The tax-exempt market continued to outperform Treasuries Thursday morning as the muni selloff was much more muted than the Treasury selloff.
Traders in the municipal bond market said munis were steady to just a tad weaker. While munis yields generally follow Treasury yields higher, limited supply and fresh reinvestment money has kept the market mostly steady.
"There is a fair amount of trading going on in munis," a New York trader said. "But munis are holding in there and through 15 years they are holding in fairly well. You haven't had new issues over the past few weeks and there shouldn't be a lot of supply next week so with the reinvestment money munis should outperform."
On Wednesday, the Municipal Market Data scale finished slightly weaker, with yields rising one to two basis points across the curve. But after the MMD scale was adjusted for the January roll, yields were marked up between one and eight basis points.
Overall, the two-year MMD yield - now a 2015 maturity - rose five basis points to 0.36%. The 10-year MMD yield - now a 2023 maturity - finished six basis points higher at 1.78%. The 30-year MMD yield - now a 2043 maturity - closed three basis points higher at 2.86%.
Treasuries continued to weaken Thursday morning after a large selloff Wednesday.

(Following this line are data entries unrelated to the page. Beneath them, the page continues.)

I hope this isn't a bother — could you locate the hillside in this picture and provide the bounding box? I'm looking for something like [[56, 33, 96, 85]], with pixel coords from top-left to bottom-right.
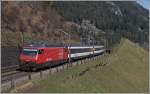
[[16, 39, 148, 93], [52, 1, 149, 47], [1, 1, 80, 46], [2, 1, 149, 47]]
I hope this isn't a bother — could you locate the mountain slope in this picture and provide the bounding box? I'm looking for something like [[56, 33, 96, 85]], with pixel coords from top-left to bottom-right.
[[1, 1, 80, 46], [52, 1, 149, 46]]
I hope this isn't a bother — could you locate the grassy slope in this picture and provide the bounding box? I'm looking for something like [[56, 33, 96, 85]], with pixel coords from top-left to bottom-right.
[[21, 39, 148, 93]]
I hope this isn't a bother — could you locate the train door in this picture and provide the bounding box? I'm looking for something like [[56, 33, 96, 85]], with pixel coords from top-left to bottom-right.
[[63, 47, 69, 60]]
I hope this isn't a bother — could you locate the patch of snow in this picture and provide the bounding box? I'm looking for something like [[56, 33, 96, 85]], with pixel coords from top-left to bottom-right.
[[106, 1, 123, 16]]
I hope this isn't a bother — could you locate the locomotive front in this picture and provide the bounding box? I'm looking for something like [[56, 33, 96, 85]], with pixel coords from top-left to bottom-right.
[[19, 47, 43, 69]]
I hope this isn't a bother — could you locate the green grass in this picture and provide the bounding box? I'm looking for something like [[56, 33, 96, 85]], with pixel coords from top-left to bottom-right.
[[19, 39, 148, 93]]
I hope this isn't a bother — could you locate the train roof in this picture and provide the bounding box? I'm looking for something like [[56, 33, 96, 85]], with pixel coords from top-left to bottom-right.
[[23, 44, 104, 49]]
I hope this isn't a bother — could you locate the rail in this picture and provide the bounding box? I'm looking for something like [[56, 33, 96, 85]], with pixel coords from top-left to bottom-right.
[[2, 65, 19, 70], [2, 65, 19, 74]]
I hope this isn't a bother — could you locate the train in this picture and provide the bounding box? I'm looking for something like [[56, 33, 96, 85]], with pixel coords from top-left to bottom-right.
[[19, 45, 105, 70]]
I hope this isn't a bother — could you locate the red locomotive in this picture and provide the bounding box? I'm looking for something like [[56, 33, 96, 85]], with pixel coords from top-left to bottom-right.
[[19, 45, 105, 70]]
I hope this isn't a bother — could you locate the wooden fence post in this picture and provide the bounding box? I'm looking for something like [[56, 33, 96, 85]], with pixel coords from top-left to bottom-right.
[[62, 64, 65, 70], [28, 72, 31, 80], [40, 71, 43, 79], [76, 61, 78, 66], [49, 68, 52, 75], [10, 77, 15, 89], [56, 67, 59, 72], [67, 63, 69, 69], [70, 63, 72, 67]]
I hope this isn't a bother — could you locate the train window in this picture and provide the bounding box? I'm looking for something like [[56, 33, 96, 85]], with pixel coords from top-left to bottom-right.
[[95, 47, 105, 51], [23, 50, 37, 56], [95, 48, 102, 51], [38, 49, 44, 54], [70, 48, 91, 53], [22, 49, 38, 56]]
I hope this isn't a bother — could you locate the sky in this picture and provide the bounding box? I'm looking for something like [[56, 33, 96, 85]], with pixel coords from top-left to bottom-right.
[[136, 0, 149, 10]]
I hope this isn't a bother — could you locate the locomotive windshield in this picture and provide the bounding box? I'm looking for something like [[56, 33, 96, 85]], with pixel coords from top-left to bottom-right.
[[22, 49, 37, 56]]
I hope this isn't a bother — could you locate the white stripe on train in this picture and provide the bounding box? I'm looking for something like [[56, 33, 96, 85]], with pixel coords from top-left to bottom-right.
[[69, 46, 104, 49], [70, 49, 105, 58]]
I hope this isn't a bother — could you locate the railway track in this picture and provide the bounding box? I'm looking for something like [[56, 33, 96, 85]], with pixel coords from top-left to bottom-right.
[[2, 65, 19, 73], [1, 71, 28, 84], [1, 59, 76, 84], [1, 71, 20, 77]]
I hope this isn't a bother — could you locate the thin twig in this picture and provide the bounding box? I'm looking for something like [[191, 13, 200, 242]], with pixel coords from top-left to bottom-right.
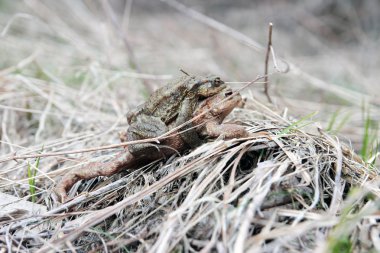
[[264, 23, 273, 103]]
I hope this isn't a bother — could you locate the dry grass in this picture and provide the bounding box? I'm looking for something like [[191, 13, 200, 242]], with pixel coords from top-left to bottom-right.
[[0, 1, 379, 252]]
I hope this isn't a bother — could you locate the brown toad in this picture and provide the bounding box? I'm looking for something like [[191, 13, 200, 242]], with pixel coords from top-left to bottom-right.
[[126, 74, 226, 155], [54, 86, 248, 202]]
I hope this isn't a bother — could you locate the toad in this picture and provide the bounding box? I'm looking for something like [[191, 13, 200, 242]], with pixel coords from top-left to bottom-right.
[[126, 74, 226, 154], [54, 86, 248, 202]]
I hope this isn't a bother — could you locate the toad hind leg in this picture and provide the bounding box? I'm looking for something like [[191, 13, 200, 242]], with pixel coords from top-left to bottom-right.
[[54, 152, 136, 203]]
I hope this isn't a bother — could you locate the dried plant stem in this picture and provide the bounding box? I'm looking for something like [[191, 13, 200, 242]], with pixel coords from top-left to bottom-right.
[[264, 23, 273, 103]]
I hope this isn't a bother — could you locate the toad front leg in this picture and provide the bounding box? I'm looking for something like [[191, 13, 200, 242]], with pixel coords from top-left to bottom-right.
[[175, 96, 204, 148], [192, 87, 249, 140]]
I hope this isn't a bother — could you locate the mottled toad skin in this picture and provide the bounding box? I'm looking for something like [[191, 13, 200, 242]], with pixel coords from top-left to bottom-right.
[[126, 74, 226, 155], [54, 86, 247, 202]]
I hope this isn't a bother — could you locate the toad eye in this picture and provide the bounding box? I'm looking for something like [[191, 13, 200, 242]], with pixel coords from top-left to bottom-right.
[[213, 77, 224, 87]]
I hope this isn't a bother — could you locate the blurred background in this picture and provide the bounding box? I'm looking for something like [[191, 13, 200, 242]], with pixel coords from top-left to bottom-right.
[[0, 0, 379, 158]]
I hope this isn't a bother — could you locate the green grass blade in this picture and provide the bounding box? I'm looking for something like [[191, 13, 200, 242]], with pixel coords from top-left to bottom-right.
[[27, 146, 44, 203], [27, 162, 36, 202], [326, 109, 340, 132], [360, 111, 370, 160], [279, 111, 318, 135]]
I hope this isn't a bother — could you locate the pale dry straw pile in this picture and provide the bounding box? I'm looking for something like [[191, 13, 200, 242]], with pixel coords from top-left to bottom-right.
[[0, 1, 379, 252]]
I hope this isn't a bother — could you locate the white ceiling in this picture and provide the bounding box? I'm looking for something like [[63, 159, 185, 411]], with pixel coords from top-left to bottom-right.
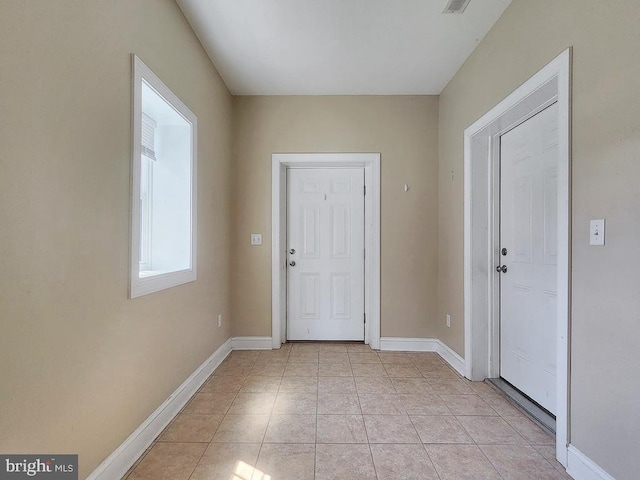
[[176, 0, 511, 95]]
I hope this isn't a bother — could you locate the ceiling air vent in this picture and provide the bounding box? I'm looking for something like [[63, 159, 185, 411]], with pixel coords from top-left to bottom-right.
[[442, 0, 472, 14]]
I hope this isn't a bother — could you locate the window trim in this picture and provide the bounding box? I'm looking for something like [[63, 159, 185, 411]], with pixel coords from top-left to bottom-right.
[[130, 54, 198, 298]]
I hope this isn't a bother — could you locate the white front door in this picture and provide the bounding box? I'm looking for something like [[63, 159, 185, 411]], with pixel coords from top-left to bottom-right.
[[499, 103, 558, 414], [287, 168, 365, 341]]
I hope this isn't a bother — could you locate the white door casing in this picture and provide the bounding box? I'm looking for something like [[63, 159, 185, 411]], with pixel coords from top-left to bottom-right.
[[463, 49, 571, 466], [272, 153, 381, 349], [499, 103, 559, 414], [287, 168, 365, 341]]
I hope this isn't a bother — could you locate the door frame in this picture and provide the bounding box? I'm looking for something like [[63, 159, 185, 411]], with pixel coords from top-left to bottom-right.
[[463, 49, 571, 466], [272, 153, 381, 349]]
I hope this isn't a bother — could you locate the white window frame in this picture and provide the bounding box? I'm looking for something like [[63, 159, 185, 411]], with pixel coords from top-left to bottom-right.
[[129, 55, 198, 298]]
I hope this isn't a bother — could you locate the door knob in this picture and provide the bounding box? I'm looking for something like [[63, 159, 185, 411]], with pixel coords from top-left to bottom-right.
[[289, 261, 296, 267], [496, 265, 507, 273], [289, 248, 296, 255]]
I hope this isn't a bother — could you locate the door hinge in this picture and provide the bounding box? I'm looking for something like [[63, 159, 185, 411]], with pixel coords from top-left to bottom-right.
[[364, 185, 366, 196], [364, 313, 366, 324]]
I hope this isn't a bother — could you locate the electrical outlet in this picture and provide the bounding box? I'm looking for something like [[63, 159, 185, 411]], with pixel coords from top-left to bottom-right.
[[217, 314, 222, 328], [446, 314, 451, 328]]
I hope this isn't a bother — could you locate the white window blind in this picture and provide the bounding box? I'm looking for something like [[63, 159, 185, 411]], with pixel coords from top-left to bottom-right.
[[141, 113, 157, 160]]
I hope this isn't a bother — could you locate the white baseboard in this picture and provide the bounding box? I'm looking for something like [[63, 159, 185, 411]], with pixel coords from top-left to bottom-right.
[[379, 337, 466, 376], [567, 445, 615, 480], [87, 338, 232, 480], [379, 337, 439, 352], [231, 336, 273, 350], [435, 340, 466, 376]]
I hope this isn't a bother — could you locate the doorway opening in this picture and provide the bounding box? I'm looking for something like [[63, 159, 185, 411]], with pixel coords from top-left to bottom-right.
[[272, 154, 381, 349], [463, 49, 571, 466]]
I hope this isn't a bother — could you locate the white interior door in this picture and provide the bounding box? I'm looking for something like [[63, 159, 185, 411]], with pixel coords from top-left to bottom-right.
[[287, 168, 365, 341], [499, 103, 558, 414]]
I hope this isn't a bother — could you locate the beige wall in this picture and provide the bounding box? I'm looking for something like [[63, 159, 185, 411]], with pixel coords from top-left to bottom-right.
[[0, 1, 232, 478], [437, 0, 640, 478], [231, 96, 439, 339]]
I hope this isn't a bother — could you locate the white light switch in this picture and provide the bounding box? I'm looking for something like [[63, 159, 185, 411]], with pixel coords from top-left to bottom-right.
[[590, 219, 605, 246], [250, 233, 262, 245]]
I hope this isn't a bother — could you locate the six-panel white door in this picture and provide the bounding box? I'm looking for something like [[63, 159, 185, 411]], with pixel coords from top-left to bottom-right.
[[499, 103, 558, 414], [287, 168, 365, 341]]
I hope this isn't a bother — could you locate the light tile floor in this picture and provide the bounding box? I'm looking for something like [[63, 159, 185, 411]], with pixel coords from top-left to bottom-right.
[[124, 343, 571, 479]]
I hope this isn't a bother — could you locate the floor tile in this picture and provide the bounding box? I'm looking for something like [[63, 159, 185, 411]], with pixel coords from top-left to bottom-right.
[[257, 350, 290, 362], [399, 394, 451, 415], [346, 344, 374, 352], [504, 415, 555, 445], [533, 446, 572, 477], [214, 363, 253, 377], [316, 414, 368, 443], [348, 352, 381, 363], [284, 362, 318, 376], [183, 392, 236, 415], [370, 444, 439, 480], [440, 394, 498, 416], [428, 377, 475, 394], [223, 357, 257, 368], [291, 343, 320, 352], [350, 363, 388, 377], [211, 415, 269, 443], [390, 377, 435, 394], [142, 344, 573, 480], [240, 375, 282, 393], [272, 392, 317, 415], [354, 376, 396, 394], [483, 394, 526, 417], [363, 414, 420, 443], [383, 363, 422, 377], [377, 352, 412, 364], [317, 376, 356, 393], [317, 344, 348, 352], [230, 350, 261, 361], [426, 444, 502, 480], [190, 443, 260, 480], [318, 393, 361, 414], [264, 414, 316, 443], [128, 442, 206, 480], [480, 444, 568, 479], [227, 392, 276, 415], [315, 444, 376, 480], [158, 413, 223, 443], [288, 351, 320, 363], [359, 393, 406, 415], [318, 362, 353, 376], [318, 352, 350, 364], [252, 443, 315, 480], [199, 375, 244, 393], [250, 362, 286, 376], [410, 415, 474, 444], [389, 377, 434, 395], [279, 376, 318, 393], [418, 363, 459, 377], [457, 415, 527, 444], [468, 380, 498, 396]]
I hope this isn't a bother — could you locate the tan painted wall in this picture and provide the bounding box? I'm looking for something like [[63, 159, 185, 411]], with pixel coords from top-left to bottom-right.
[[0, 1, 232, 477], [231, 96, 439, 339], [437, 0, 640, 478]]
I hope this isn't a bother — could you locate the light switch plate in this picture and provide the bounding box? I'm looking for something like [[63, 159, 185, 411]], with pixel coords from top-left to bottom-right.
[[590, 219, 605, 246], [250, 233, 262, 246]]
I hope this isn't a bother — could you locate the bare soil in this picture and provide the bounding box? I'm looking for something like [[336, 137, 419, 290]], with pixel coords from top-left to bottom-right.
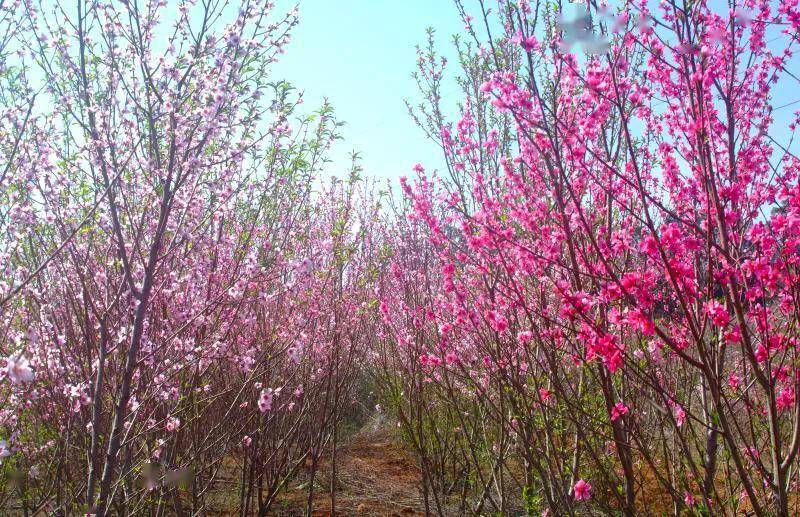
[[271, 429, 425, 516]]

The benchmark 10-year yield rose two basis points to 1.86% while the 30-year yield increased three basis points to 3.07%. The two-year yield rose one basis point to 0.27%.
In economic news, initial jobless claims rose 10,000 to 372,000 for the week ending Dec. 29. Continuing claims were up 44,000 to 3.245 million for the week ending Dec. 22.
"We have to be careful not to read too much into year-end claims data because of volatility associated with shifting holidays and seasonality that is not necessarily adequately adjusted for by the usual statistical procedures," wrote economists at RDQ Economics. "The four-week average of claims has fallen sharply since the Sandy-related surge and the last two weeks' readings were the lowest since March 2008, while layoff announcements in 2012 were 13.6% below the pace reported in 2011. We believe the key to job creation is the pace at which companies are willing to hire new workers since it appears they are already retaining existing employees at a high rate."